In the months before her death, Pence, of St. Paul, was working on the response of family courts in cases of domestic abuse and racial disparity in the child welfare system.

"It's just this amazing way of looking at what women and children truly need when there are cases of child abuse and neglect, how the systems are set up to help them and then to identify the gap between what they need and what they actually get," said Kristin Weber, a senior associate at the Center for the Study of Social Policy, a New York- and Washington, D.C.-based group that worked with Pence.

Pence also had begun to work on the criminal justice response to sexual assault, said her partner, Amanda McCormick.

In an interview in April 2010, Pence admitted she was a workaholic, but friends and colleagues talked repeatedly about how she managed to combine hard work and good times.

"All her social gatherings were about friendship and having fun, but they were always places where ideas got generated and things got planned," McCormick said.

Pence said in the interview that she had a fairly idyllic childhood. It was her mother who spurred her toward community activism, she said.

Pence was working for the Minneapolis Housing Authority when she helped open the Harriet Tubman Shelter in 1977. She was administering four women's shelters and a public education program for the state Department of Corrections when she and a handful of others decided to start a program that focused on institutional change.

They received funding from the Bush Foundation and took the program to Duluth. It was there, in 1980, that the Domestic Abuse Intervention Project, aka the "Duluth model," began. It became the framework for the Blueprint for Safety and was implemented in St. Paul in 2010 and later nationally.

State Rep. Michael Paymar, DFL-St. Paul, worked with Pence for 30 years. They were co-founders of the Duluth model and developed a curriculum for domestic abuse offenders in 1985 that is "probably the most widely used approach ... in the country," he said.

"As a woman, as a feminist, who worked a lot with battered women and saw the pain that they went through, you would think she would be angry and wouldn't be able to work with male offenders, but ... she was able to reach them.

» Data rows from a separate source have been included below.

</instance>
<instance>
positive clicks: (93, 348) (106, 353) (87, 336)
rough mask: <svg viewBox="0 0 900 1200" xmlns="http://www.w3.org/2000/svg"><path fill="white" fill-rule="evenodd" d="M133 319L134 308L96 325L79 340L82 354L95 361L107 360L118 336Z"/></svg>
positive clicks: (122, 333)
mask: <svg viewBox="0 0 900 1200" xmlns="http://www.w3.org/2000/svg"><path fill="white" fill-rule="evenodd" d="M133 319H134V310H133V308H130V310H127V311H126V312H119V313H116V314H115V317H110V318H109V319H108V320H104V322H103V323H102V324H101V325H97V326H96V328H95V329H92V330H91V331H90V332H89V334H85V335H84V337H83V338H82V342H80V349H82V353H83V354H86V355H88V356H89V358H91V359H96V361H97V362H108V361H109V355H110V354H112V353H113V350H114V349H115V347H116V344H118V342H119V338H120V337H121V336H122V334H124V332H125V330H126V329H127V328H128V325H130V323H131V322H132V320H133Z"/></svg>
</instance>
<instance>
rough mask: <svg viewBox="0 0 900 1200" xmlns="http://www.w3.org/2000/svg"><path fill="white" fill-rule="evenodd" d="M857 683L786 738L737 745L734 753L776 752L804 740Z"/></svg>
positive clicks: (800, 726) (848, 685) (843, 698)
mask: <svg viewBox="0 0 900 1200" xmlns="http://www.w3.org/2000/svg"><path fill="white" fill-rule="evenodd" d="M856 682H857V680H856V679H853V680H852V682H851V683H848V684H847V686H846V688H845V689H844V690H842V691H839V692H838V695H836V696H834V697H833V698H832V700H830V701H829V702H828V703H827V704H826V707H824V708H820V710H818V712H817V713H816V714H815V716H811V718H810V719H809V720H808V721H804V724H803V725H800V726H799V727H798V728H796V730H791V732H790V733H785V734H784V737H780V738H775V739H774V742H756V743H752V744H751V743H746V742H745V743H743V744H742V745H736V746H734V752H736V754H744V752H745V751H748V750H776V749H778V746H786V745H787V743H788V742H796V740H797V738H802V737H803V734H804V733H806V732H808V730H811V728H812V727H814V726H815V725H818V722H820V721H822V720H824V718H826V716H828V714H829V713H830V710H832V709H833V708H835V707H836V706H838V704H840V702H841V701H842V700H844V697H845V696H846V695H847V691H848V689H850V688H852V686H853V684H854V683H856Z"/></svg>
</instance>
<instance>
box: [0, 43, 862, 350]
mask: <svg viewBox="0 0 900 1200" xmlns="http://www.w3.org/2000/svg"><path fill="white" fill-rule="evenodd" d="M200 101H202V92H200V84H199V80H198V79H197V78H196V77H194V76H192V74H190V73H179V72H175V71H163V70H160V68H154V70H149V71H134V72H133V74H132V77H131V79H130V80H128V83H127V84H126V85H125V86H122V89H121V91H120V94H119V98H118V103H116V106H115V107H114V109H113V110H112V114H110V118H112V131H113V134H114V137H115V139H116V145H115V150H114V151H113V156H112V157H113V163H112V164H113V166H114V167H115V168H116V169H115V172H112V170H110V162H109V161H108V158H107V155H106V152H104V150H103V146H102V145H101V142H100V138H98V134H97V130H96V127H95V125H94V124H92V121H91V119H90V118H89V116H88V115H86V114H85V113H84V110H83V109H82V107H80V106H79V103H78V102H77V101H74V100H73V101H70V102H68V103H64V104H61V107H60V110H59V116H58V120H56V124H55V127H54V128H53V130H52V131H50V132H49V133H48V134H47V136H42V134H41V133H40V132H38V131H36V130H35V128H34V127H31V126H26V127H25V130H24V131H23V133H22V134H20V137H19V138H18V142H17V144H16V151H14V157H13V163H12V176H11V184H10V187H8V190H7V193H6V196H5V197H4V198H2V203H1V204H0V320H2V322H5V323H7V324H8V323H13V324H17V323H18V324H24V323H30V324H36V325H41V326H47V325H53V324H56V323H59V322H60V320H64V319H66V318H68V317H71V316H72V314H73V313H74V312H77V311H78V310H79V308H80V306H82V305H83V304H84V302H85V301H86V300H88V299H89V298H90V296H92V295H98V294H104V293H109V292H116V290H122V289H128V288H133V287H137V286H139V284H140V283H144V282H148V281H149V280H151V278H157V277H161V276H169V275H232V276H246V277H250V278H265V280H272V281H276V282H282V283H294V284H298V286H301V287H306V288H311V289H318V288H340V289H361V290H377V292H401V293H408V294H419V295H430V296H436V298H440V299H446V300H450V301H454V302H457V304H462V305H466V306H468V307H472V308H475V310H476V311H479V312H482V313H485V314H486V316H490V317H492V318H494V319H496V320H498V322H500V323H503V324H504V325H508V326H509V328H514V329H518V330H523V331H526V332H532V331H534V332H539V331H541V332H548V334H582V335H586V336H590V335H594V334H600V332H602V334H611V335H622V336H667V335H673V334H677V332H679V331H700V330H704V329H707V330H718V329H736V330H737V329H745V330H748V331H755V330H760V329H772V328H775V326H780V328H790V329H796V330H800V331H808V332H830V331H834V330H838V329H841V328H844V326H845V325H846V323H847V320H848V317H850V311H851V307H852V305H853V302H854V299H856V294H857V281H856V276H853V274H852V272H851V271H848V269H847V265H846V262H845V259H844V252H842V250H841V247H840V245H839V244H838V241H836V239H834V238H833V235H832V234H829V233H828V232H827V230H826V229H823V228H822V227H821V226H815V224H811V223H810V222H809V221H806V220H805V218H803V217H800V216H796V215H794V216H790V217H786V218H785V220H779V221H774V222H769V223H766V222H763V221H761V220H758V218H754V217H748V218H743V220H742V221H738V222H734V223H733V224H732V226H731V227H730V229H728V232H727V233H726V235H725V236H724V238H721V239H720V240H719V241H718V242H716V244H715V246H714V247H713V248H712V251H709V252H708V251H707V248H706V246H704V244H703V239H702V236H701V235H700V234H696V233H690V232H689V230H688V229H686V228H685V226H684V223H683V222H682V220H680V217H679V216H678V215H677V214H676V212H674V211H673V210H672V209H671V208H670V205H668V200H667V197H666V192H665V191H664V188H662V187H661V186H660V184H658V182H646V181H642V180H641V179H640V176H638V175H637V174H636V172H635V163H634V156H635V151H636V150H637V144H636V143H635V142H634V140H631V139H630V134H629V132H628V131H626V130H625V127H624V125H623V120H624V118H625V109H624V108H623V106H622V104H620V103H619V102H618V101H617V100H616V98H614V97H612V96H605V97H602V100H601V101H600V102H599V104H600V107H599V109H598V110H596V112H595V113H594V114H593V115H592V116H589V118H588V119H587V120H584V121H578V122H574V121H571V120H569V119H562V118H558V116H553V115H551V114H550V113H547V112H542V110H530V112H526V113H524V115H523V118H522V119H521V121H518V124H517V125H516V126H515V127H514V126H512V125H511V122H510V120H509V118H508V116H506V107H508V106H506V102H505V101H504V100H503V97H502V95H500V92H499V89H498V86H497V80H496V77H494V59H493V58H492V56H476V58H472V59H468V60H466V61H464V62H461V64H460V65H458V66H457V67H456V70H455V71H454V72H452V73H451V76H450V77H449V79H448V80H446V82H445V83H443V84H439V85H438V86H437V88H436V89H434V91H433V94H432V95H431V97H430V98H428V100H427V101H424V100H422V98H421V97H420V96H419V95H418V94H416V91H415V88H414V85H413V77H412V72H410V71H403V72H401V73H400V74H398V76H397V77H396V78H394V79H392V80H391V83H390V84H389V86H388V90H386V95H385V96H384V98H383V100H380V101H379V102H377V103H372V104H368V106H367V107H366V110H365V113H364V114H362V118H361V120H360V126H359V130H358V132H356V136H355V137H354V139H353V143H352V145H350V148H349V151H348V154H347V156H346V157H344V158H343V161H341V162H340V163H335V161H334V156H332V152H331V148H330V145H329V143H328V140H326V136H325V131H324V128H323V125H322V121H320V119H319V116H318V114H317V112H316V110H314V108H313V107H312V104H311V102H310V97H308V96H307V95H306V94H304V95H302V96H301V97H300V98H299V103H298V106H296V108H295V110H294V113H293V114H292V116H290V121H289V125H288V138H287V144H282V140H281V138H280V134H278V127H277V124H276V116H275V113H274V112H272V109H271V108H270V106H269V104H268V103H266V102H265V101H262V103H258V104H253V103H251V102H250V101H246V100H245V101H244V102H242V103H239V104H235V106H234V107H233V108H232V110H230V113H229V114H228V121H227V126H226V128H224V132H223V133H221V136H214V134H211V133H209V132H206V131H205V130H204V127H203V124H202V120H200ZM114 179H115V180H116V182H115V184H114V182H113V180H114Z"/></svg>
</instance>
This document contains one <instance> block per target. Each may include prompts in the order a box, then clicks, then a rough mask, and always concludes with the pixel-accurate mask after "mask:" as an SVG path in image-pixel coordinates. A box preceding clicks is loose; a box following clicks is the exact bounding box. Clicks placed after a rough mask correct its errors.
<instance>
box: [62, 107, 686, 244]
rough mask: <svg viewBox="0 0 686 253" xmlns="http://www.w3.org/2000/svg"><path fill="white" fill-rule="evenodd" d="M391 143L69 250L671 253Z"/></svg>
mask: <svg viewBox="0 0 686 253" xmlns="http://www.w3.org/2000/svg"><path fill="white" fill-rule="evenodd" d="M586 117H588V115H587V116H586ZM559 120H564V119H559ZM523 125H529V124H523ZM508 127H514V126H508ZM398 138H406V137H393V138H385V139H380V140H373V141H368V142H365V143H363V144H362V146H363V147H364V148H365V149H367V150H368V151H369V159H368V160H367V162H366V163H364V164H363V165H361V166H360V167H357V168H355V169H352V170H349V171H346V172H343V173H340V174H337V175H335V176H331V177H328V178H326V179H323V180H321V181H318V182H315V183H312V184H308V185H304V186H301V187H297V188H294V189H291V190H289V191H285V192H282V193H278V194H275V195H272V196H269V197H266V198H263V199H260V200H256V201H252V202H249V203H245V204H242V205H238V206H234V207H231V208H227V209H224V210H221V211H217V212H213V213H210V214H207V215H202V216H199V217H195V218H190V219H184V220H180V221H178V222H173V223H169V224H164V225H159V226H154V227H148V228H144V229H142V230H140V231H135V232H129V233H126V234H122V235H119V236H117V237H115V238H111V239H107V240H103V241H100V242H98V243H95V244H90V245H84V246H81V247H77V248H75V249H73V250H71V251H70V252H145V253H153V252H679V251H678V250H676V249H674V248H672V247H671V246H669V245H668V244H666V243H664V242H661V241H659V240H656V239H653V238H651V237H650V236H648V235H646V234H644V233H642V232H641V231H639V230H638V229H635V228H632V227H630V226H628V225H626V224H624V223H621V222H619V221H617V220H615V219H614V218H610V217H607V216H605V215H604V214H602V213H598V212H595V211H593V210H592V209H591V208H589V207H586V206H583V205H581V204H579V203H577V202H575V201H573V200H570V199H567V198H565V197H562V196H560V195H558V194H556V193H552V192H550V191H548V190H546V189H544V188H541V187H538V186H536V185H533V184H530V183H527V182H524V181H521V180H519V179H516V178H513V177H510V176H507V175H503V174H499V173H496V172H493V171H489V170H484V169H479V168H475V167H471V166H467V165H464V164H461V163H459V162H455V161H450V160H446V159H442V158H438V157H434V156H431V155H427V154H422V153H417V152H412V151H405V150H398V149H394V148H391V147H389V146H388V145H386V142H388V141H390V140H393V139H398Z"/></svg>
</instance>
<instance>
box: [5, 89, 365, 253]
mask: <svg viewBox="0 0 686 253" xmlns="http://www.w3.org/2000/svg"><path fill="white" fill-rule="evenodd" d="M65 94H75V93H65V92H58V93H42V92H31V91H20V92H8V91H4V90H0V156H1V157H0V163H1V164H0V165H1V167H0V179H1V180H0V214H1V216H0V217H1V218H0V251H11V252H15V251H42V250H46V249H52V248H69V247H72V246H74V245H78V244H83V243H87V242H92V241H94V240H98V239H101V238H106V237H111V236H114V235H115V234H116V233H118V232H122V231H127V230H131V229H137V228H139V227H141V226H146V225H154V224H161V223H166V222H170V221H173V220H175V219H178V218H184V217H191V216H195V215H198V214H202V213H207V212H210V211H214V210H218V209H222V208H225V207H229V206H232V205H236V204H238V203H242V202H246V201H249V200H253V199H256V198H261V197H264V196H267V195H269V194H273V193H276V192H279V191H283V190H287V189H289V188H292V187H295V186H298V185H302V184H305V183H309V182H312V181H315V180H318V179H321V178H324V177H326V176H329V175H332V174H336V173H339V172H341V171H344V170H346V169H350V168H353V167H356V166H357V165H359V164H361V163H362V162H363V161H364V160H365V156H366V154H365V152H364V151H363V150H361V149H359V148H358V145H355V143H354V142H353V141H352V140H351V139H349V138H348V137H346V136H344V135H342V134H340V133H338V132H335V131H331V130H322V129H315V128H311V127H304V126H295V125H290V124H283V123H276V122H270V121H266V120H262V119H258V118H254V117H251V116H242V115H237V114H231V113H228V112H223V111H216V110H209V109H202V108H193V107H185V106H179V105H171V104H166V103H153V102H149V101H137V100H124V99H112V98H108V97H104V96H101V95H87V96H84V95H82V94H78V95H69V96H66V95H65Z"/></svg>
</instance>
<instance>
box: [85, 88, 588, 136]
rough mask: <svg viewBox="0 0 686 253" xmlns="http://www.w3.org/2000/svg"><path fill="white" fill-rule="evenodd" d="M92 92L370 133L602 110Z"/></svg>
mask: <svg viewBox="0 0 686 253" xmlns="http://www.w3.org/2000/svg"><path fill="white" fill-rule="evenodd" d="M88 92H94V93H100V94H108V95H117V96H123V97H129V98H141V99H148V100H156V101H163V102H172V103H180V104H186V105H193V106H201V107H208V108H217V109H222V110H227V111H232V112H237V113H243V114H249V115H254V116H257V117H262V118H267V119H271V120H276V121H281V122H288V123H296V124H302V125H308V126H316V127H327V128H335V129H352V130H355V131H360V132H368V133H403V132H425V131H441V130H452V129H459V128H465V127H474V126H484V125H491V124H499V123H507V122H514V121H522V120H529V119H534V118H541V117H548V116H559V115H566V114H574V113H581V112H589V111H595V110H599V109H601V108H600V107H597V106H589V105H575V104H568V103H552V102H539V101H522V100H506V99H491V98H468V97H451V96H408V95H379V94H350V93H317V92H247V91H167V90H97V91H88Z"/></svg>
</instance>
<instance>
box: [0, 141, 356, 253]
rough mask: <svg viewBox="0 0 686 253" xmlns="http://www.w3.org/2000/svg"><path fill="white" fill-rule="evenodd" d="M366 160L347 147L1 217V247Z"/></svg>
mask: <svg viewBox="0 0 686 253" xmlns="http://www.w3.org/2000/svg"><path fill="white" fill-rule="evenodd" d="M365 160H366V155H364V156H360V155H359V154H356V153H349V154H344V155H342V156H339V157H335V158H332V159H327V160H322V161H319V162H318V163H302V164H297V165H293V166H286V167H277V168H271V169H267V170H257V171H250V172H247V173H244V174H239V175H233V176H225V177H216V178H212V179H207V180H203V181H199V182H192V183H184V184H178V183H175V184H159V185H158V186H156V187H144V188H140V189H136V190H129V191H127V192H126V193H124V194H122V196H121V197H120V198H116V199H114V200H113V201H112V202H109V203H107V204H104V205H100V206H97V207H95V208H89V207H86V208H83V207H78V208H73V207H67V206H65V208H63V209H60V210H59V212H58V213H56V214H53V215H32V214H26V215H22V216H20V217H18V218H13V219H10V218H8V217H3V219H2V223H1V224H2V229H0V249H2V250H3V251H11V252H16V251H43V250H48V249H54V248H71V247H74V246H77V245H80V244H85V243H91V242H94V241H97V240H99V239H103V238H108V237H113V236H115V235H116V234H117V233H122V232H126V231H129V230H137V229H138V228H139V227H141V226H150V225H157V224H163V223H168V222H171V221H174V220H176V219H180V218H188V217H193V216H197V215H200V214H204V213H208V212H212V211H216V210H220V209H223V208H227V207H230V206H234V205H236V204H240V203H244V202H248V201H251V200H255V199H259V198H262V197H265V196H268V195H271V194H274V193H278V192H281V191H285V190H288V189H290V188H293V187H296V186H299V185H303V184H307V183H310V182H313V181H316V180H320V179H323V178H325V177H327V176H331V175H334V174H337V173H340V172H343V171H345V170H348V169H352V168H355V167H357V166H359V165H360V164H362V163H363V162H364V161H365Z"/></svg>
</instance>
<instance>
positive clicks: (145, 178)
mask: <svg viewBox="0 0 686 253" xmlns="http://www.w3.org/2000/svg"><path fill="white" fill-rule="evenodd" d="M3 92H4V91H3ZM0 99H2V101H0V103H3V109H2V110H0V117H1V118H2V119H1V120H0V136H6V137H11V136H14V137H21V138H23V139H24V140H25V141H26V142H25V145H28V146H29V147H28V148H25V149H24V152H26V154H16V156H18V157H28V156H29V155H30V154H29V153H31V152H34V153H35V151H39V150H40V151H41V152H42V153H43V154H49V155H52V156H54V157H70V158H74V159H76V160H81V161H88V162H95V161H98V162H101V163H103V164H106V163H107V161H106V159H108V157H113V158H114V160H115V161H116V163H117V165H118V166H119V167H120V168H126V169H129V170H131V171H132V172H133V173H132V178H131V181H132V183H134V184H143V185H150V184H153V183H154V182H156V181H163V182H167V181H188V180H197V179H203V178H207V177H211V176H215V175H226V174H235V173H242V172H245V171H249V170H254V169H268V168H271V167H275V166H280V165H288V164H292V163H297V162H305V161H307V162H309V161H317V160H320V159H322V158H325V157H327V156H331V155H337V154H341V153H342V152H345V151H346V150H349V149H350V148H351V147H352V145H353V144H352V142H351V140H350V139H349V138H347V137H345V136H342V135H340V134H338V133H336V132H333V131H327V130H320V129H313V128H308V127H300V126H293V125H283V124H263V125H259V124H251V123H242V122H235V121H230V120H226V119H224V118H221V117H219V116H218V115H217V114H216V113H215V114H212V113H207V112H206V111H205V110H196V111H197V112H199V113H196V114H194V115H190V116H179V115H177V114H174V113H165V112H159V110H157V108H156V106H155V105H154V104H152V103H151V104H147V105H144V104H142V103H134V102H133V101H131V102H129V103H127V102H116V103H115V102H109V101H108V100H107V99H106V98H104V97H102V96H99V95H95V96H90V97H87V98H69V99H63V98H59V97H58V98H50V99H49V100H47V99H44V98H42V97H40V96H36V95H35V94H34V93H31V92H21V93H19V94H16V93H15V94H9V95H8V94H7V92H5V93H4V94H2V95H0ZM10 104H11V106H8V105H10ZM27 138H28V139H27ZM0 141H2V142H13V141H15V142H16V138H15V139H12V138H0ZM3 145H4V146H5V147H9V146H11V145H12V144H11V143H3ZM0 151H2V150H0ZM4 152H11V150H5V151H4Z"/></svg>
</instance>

"I think they learned a lot from her," Paymar said.

"If you want to change the world, if you want to change people, you have to do it with love in your heart. And she did."

Paymar said he and Pence collaborated "up until the very end." Their most recent project was a documentary, "With Impunity," that is expected to air on TPT, Channel 2, in June.

Shelley Johnson Cline, executive director of St. Paul Intervention, said Pence's death is a huge loss but her work will continue.

"It's almost like we've lost a limb, we've lost a piece of ourselves," Johnson Cline said. "But with all Ellen has given, her work will only grow."

Besides her partner, Pence is survived by a son, Liam McCormick, 5; her mother, Audrie Pence, of Shoreview; sisters Carole Miller of Fridley, and Fran Myran of Stillwater, and a brother, David, of Mankato.

A memorial service will be held from 2:30 to 6 p.m. Saturday at the Rauenhorst Ballroom at the University of St. Catherine, 2004 Randolph Av., St. Paul.